The study found virtually no difference in quality of care between people with private insurance and those covered by health maintenance organizations (HMOs). However, the stability and quality of care of patients covered by Medicaid--the state and federal insurance program for the poor and disabled--more closely resembled that of the uninsured than the privately insured, the researchers found. Sex and education were among the strongest predictors of adequate HIV treatment, with men and college graduates faring better than women and people who didn't graduate from high school.
Between 650,000 and 900,000 Americans are infected with HIV, though about 275,000 are unaware of their infection. The HIV Cost and Services Utilization Study questioned nearly 3,000 people, randomly selected from 28 urban and 24 rural areas, who went to the doctor in the first two months of 1996. They were interviewed three times over three years.
The study began just as drugs in the "protease inhibitor" family of pharmaceuticals were being introduced. The drugs have cut AIDS mortality in half and have restored thousands of chronically ill people to vigorous life. The researchers used six measures of quality and stability in medical care. They included going to the doctor regularly, staying out of the hospital, taking triple-therapy drugs and getting preventive medicine for a kind of pneumonia, called PCP, that often kills people with AIDS.
In the first year of the study, 59 percent of people had tried triple therapy. Three years later, 85 percent had. For blacks, the percentage increased from 44 to 80; for Hispanics, 56 to 84; and for whites, 68 to 88. For men, the percentage rose from 61 to 87; for women, 49 to 78. About 72 percent of people with private insurance were on the life-extending drugs sometime during the first year. By the third, this had risen to 91 percent.
In one of the more startling findings, the percentage of people with no insurance who were on triple therapy rose from 46 to 79 in three years. Presumably, the drugs, which often cost $10,000 a year, are paid for by the patients, charities, or state-run AIDS Drug Assistance Programs. Triple therapy by Medicaid patients rose from 53 percent to 81 percent.
Patients who got care through HMOs were more likely to get preventive treatment for PCP than patients treated privately, by Medicaid or by Medicare, or the uninsured. The main finding on that quality measure, however, was that the treatment was used only about 75 percent of the time it should be, regardless of where a person was treated.

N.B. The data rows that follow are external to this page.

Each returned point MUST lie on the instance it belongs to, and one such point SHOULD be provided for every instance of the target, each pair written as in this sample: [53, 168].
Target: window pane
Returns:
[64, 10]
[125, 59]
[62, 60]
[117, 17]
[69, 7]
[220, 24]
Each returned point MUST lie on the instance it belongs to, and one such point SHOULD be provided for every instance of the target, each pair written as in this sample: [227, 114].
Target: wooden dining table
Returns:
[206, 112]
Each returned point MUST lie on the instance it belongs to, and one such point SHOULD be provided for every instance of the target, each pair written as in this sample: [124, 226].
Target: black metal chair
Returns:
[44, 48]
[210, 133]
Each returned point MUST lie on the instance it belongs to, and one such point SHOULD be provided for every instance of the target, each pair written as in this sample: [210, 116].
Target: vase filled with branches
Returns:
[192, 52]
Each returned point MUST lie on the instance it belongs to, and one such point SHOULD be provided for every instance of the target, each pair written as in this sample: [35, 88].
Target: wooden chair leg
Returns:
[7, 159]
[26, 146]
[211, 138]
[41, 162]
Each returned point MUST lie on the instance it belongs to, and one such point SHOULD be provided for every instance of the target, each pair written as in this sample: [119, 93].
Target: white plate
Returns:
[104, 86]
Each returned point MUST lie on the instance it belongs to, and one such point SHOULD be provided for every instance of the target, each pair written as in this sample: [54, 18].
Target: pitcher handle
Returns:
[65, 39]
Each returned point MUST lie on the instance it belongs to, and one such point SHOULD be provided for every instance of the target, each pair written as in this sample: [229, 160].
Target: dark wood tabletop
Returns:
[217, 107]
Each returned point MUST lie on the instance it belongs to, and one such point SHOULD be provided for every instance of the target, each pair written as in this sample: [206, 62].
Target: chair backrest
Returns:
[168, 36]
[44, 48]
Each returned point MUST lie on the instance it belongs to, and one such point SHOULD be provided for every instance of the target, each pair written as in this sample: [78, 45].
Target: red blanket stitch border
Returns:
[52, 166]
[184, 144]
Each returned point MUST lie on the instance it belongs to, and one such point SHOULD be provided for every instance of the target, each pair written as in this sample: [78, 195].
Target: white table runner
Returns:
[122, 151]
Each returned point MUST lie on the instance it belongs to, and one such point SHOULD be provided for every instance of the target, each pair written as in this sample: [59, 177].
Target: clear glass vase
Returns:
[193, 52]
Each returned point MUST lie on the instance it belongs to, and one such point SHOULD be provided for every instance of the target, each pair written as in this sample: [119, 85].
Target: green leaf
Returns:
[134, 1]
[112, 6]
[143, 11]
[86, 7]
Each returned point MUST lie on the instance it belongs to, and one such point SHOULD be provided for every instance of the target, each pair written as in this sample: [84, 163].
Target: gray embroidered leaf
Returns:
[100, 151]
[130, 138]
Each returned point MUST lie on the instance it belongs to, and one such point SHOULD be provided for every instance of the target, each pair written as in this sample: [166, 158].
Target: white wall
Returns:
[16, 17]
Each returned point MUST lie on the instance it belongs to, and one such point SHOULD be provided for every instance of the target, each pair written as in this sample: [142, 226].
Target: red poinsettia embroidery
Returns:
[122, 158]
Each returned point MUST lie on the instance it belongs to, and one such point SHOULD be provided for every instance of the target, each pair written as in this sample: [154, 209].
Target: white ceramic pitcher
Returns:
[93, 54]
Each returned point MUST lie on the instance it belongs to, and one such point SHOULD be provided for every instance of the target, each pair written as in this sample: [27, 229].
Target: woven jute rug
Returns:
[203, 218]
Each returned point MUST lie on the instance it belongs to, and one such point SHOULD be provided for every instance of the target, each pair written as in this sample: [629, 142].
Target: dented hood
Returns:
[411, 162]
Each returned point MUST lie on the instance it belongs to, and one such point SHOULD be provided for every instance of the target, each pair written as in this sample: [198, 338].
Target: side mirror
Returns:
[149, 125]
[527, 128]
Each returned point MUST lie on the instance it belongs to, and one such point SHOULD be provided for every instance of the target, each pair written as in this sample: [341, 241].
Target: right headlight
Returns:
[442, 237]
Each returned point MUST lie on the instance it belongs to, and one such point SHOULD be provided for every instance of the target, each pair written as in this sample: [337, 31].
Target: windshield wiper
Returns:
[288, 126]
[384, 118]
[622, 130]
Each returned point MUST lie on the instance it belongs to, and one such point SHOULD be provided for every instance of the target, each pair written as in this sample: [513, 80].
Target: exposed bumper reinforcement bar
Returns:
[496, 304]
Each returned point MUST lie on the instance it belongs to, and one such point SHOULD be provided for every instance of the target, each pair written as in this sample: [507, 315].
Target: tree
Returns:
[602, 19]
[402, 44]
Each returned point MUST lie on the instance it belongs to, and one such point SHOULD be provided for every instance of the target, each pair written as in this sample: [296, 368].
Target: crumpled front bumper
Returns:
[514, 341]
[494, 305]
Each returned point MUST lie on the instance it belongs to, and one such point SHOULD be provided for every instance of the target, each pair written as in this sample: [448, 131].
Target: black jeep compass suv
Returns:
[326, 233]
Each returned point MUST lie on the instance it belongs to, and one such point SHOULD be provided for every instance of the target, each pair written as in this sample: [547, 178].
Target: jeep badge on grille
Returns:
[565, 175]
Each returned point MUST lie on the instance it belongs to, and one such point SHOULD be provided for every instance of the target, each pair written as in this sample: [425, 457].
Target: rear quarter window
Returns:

The percentage of people whose care was good by all six indicators rose from 29 to 47 in three years. The percentage whose care was substandard or unstable in two or more indicators fell from 34 to 17.
The HIV Cost and Services Utilization Study is the first national, random-sample study evaluating quality of care for patients with a chronic illness. It cost $25 million, about $15 million of which was provided by the federal Agency for Health Care Policy and Research. The researchers hope to follow the surviving patients to see how their care, attitudes and health evolve.
The Spread of AIDS
Here is the total number of AIDS cases reported by the end of 1998.
Race or ethnicityCases
White, non-Hispanic 304,094
Black, non-Hispanic 251,408
Asian/Pacific islander 4,974
Native American 1,940
The number of women, blacks and heterosexuals contracting HIV is growing rapidly.